Drake served as mayor of Plymouth for some years. In 1585, however, he was given command of a large fleet that sacked Vigo, in Spain, then crossed the Atlantic to capture and plunder Cartagena and Santo Domingo and to destroy St. Augustine, in Florida. In 1587 he led a raid on Cadiz that destroyed the stores and many of the ships of the Spanish fleet. This exploit delayed the attack of the SPANISH ARMADA for a year. Drake played a major role in the successful English defense against the armada in 1588 and was acclaimed as England's hero. But his forces were defeated at Lisbon in 1589, and for some years he remained in Plymouth. A final voyage to the West Indies, begun in 1595, was totally unsuccessful; Drake died off the coast of Panama on Jan. 28, 1596.
Bruce B. Solnick

The Armada

was a great Spanish fleet assembled in 1588 as part of the attempt by PHILIP II to invade England. Philip had come to believe that only conquest could halt English aid to the rebels against Spain in the Low Countries or stop the English depredations in the New World. The plan was to send a fleet of 130 ships commanded by the duque de Medina Sidonia (1550-1619) to cover an invasion force from Flanders under Alessandro FARNESE. This plan proved strategically unsound and beyond Spain's logistical capabilities.

When the outgunned and inadequately provisioned Armada appeared off Plymouth on July 30, it was met by an English fleet of equal or superior strength. In spite of the efforts of Francis DRAKE, Martin FROBISHER, John HAWKINS, and other English captains, the Spanish maintained their order of battle and lost only two ships before arriving at Calais. The rendezvous with Farnese failed, however. Lacking adequate ships of his own and blockaded by Dutch rebels whose shallow-draft flyboats easily eluded the Spanish galleons, Farnese could not embark his troops. Then, on August 8, English fire ships drove the Armada out of its Calais anchorage. The Spanish regrouped and fought another action off Gravelines, but they were now out of ammunition. Realizing that the situation was lost, Medina Sidonia sailed north around Scotland and Ireland and returned to Spain. He suffered heavy losses because of disease and shipwreck.

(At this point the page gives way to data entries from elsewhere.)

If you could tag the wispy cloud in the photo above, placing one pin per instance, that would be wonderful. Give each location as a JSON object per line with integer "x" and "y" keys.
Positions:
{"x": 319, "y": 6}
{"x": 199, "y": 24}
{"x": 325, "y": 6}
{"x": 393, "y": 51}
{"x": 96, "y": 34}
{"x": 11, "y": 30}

The defeat of the Armada did not affect the naval balance of power: England had been a major sea power before 1588, and the Spanish fleet was quickly rebuilt afterward. It did demonstrate that Spain lacked the power to impose religious unity on Europe.
William S. Maltby

The galleon

was a large, 3- or 4-masted ship developed during the 15th and 16th centuries as a merchant vessel and warship. During the latter 16th century, it was the standard vessel of European navies (see NAVAL VESSELS). Galleons were more slender than previous sailing ships, their lines resembling those of the oared GALLEY; and they were built without the earlier overhanging forecastle that had made sailing to windward almost impossible. Sir John HAWKINS streamlined the English galleons ever further, and it was his light, maneuverable fleet that defeated the heavier ships of the SPANISH ARMADA.

With the development of the galleon, naval battle tactics were revolutionized. Where earlier ships had to use oarsmen to bring them within boarding range of the enemy, the galleon could hold its position into the wind and use its broadside banks of cannon to shell enemy ships lying at a distance.